Sato, H.; Narita, K.; Minami, A.; Yamazaki, M.; Wang, C.; Suemune, H.; Nagano, S.; Tomita, T.; Oikawa, H.; Uchiyama, M. Sci. Rep.2018, 8, 2473-2481. DOI: 10.1038/s41598-018-20916-x

この論文では、カルボカチオン中間体と酵素活性部位の芳香族残基との間に C–H \pi 相互作用があるとの予想のもと、基質近傍にベンゼン環を配置した Theozyme 計算をしております。

本論文で対象としている酵素反応では、基質のみの低分子で DFT 計算を行うと、実験的には単離されていないトリキナン骨格を有する中間体が生成してしまい、計算結果と実験結果がうまく一致しなかったようです。

そこで、基質近傍に芳香環を配置した Theozyme 計算を行うと、1,2 水素移動反応が加速され、実験結果と一致する生成物が得られて来るという計算結果が得られたようです。

1.2 水素移動は、多くの人がヒドリドシフトと勘違いしていますが、実際にはプロトンシフトです。近傍に芳香環が位置すると、\pi電子によって プロトンが安定化され、活性化エネルギーが下がるようです。

本論文の著者らは、さらにホモロジーモデルをもとに Docking Simulation を行い、確かに基質近傍に芳香族性残基 (F191) があることを確認しています。

さらにこの F191 をアラニンに置換した変異酵素を作成し、確かに F191 非存在下では環化反応が最後まで進行しないことを確かめています。

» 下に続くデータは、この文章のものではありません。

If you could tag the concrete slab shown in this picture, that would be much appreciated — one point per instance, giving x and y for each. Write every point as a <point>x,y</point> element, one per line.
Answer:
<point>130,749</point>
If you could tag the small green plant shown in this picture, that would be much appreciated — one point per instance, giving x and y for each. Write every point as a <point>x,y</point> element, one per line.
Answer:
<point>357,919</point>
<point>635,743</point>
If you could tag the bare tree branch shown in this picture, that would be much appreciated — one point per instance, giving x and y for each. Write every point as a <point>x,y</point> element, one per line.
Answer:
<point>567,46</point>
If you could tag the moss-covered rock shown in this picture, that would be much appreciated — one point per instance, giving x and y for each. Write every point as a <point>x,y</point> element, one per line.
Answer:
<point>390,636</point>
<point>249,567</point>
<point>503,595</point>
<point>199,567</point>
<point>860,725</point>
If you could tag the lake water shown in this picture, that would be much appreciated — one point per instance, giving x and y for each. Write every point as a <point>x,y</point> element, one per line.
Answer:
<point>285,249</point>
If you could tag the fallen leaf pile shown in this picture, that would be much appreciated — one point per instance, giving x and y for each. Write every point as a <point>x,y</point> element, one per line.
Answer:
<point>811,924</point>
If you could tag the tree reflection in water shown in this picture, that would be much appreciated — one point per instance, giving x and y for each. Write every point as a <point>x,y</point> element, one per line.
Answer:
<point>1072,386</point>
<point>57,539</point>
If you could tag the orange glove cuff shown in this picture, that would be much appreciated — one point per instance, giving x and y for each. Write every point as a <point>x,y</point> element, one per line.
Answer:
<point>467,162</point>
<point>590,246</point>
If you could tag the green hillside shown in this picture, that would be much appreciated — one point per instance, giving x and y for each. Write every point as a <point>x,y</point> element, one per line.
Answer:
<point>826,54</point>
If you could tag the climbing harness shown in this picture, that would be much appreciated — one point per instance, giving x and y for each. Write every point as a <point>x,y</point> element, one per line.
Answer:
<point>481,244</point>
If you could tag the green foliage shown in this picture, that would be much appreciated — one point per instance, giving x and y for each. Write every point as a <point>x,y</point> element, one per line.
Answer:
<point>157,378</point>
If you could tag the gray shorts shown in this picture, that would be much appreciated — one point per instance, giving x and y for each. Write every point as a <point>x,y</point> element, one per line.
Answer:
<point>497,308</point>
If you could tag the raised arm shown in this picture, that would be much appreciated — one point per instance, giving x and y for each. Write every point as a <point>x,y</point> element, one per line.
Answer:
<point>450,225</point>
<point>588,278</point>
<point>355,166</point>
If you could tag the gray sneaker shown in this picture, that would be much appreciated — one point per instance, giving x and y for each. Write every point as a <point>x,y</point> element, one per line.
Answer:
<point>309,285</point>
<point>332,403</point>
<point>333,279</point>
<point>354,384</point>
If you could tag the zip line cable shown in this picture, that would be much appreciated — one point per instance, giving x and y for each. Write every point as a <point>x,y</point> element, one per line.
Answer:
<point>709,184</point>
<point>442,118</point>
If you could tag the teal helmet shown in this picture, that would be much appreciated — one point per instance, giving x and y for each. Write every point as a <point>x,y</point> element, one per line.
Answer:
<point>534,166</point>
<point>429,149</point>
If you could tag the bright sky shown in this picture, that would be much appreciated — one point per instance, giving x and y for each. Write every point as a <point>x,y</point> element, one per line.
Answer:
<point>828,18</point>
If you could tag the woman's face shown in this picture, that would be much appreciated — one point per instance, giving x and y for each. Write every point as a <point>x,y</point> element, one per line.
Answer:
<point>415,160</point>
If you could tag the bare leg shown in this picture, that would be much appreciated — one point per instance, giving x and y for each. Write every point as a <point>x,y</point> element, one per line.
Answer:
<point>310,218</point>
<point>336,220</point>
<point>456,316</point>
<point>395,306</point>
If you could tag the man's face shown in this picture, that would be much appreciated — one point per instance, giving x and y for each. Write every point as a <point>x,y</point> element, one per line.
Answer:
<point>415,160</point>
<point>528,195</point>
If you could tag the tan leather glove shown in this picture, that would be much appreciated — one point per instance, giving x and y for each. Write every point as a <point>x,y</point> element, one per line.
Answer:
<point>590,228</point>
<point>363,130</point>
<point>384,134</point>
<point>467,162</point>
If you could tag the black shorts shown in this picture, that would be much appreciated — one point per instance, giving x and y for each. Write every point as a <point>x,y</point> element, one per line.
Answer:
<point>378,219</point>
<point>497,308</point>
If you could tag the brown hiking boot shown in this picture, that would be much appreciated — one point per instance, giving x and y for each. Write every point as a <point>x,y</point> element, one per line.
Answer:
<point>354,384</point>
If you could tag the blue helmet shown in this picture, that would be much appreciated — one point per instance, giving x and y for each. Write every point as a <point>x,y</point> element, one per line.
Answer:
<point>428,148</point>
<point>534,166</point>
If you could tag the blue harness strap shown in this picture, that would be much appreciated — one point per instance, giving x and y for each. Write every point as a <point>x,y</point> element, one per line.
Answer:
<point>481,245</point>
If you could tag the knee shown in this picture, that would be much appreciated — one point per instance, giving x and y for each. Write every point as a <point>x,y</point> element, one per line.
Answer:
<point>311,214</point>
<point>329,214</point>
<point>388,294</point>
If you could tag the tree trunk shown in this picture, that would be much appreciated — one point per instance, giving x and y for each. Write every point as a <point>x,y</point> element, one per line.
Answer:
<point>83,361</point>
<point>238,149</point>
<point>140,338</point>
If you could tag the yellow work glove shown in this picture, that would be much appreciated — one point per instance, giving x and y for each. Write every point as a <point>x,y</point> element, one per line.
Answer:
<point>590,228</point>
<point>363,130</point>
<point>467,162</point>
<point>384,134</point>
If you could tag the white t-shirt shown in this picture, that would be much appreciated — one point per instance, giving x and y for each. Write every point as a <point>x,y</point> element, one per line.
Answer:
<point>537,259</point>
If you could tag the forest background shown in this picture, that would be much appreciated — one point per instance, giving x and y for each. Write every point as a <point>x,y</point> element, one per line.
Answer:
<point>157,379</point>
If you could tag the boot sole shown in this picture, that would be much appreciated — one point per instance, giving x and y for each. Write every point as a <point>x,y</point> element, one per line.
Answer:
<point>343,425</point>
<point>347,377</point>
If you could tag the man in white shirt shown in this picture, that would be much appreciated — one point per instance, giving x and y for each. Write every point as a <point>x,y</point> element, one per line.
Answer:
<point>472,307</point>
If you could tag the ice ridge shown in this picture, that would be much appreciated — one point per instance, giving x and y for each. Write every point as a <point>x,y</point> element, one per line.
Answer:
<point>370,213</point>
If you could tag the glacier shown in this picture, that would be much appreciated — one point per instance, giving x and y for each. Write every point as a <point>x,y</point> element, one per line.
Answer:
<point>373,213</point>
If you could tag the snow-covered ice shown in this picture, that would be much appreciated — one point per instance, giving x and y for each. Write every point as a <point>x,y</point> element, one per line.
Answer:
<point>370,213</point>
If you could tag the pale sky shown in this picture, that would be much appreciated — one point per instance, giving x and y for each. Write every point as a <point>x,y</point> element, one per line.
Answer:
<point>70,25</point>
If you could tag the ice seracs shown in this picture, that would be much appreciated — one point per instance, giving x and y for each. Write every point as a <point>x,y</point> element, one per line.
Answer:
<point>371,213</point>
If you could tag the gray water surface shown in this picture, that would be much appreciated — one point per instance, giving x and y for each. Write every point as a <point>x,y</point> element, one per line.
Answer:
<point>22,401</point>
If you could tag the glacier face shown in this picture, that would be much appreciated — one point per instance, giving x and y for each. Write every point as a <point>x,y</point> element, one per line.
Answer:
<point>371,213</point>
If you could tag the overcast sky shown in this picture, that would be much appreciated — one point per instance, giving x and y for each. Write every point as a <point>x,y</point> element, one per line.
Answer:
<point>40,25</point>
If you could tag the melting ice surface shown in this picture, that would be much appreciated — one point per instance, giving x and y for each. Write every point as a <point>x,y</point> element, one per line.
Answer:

まさに実験と計算が融合した画期的な研究成果ということができると思います。

ワンポイントアドバイス

基質のみの低分子の計算で B3LYP などを用いている場合でも、Theozyme 計算では弱い相互作用を見積もる必要があるため、 M06-2X が最適な汎関数として用いられることが多いです。

参考文献

  1. “Theozymes and compuzymes: theoretical models for biological catalysis”
    Dean J Tantillo, Jiangang Chen and Kendall N Houk
    Current Opinion in Chemical Biology
    Volume 2, Issue 6, 1998, Pages 743-750. DOI:10.1016/S1367-5931(98)80112-9
  2. Theozyme の解説ページ
  3. “Catalysis on the Coastline: Theozyme, Molecular Dynamics, and Free Energy Perturbation Analysis of Antibody 21D8 Catalysis of the Decarboxylation of 5-Nitro-3-Carboxybenzisoxazole,”
    J. Comp. Chem. 2002, 24, 98-110. DOI: 10.1002/jcc.10151
    Ujaque, G.; Tantillo, D. J.; Hu, Y.; Houk, K. N.; Hotta, K.; Hilvert, D.
  4. “Nonclassical Carbocations as C-H Hydrogen Bond Donors”
    J. Phys. Chem. A 2006, 110, 4810-481. DOI10.1021/jp056965s
    Bojin, M. D.; Tantillo, D. J.
  5. “How an Enzyme Might Accelerate an Intramolecular Diels-Alder Reaction – Theozymes for the Formation of Salvileucalin B”
    Org. Lett. 2010, 12, 1164-1167. DOI: 10.1021/ol9028435
    Tantillo, D. J.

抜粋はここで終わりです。